Ses tweets en disent aussi beaucoup sur son rapport aux médias. Influencé par Fox News, et plus particulièrement par l'émission quotidienne Fox & Friends, diffusée entre 6 et 9 heures, Donald Trump accuse régulièrement les autres médias, le New York Times, CNN et la NBC en tête, de divulguer des «fake news». Ces mots sont pour la première fois apparus comme premier tweet matinal, au huitième jour de sa présidence. Le 15 février, il s'est montré plus virulent en parlant de «théories du complot» et de «haine aveugle». C'est l'affaire de l'ingérence russe qui le rend nerveux. 

«Un vocabulaire de 77 mots»

Un site, dirigé par un certain Brendan Brown, recense tous les tweets publiés par Donald Trump depuis l'ouverture de son compte, en permettant des recherches par dates et mots-clés. Sur les 458 messages courts écrits depuis le 20 janvier, le mot «fake» apparaît 39 fois. Barack Obama est évoqué 38 fois et Hillary Clinton six. Généralement en des termes très peu élogieux. Dans un article publié fin janvier dans le New Yorker, l'écrivain Philip Roth s'interroge sur la twittophilie de Donald Trump et parle de lui comme d'un président «ignorant du gouvernement, de l’histoire, de la science, de la philosophie, de l’art, incapable d’exprimer ou de reconnaître une subtilité ou une nuance». Et surtout utilisant «un vocabulaire de 77 mots».

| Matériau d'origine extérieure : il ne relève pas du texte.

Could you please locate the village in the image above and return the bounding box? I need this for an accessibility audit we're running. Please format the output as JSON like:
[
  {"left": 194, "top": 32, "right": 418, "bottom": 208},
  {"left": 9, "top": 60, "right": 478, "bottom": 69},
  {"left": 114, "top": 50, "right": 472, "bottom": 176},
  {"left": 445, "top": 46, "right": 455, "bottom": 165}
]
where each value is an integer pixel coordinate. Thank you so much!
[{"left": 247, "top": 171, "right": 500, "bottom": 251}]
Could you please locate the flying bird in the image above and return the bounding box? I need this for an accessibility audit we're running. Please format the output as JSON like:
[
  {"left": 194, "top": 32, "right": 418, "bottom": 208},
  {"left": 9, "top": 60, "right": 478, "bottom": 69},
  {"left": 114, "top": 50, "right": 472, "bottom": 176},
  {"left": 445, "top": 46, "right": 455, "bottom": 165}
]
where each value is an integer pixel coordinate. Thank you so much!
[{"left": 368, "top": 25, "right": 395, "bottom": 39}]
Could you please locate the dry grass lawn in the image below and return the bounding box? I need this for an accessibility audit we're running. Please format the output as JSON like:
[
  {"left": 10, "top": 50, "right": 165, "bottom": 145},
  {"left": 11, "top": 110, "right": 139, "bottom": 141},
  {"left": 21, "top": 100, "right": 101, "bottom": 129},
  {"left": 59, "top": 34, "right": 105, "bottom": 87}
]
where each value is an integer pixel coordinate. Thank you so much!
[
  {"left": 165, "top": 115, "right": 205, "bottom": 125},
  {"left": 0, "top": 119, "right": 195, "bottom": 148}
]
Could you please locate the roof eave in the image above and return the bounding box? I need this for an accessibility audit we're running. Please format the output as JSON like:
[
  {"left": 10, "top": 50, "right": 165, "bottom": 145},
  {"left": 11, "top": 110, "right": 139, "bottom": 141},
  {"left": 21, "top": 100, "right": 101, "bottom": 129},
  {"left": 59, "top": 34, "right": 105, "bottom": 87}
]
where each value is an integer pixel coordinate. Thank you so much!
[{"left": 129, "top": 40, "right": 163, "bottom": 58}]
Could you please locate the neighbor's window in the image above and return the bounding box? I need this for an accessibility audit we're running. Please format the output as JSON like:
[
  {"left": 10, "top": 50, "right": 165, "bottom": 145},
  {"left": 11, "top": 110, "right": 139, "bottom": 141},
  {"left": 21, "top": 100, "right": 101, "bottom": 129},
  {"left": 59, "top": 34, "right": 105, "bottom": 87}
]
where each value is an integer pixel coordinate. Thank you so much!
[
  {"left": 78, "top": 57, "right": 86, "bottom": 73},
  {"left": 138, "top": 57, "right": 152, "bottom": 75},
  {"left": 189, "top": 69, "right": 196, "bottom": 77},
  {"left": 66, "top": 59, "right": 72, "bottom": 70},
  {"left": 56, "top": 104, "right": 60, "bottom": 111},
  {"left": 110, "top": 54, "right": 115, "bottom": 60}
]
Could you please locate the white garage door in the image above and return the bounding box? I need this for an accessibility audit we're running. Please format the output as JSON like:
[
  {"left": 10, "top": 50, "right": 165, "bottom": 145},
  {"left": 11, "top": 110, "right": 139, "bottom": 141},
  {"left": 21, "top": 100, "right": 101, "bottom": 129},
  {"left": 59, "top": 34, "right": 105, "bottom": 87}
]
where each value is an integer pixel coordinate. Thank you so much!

Un de ses tweets matinaux les plus marquants a été diffusé le 4 mars, à 6h35, mais était déjà précédé d'un autre. Là encore il s'appuie sur des médias dont il est proche, Fox News et Breitbart News, pour lancer de graves accusations sans preuves: «Terrible! Je viens de découvrir qu'Obama m'avait mis sur écoute à la Trump Tower juste avant la victoire. Rien trouvé. C'est du maccarthysme!»

Donald Trump utilise davantage ses tweets pour se justifier, accuser, rendre des comptes, critiquer l'administration précédente, que pour diffuser un programme et des idées. Finalement, il tweete un peu comme il gouverne. Et vice-versa.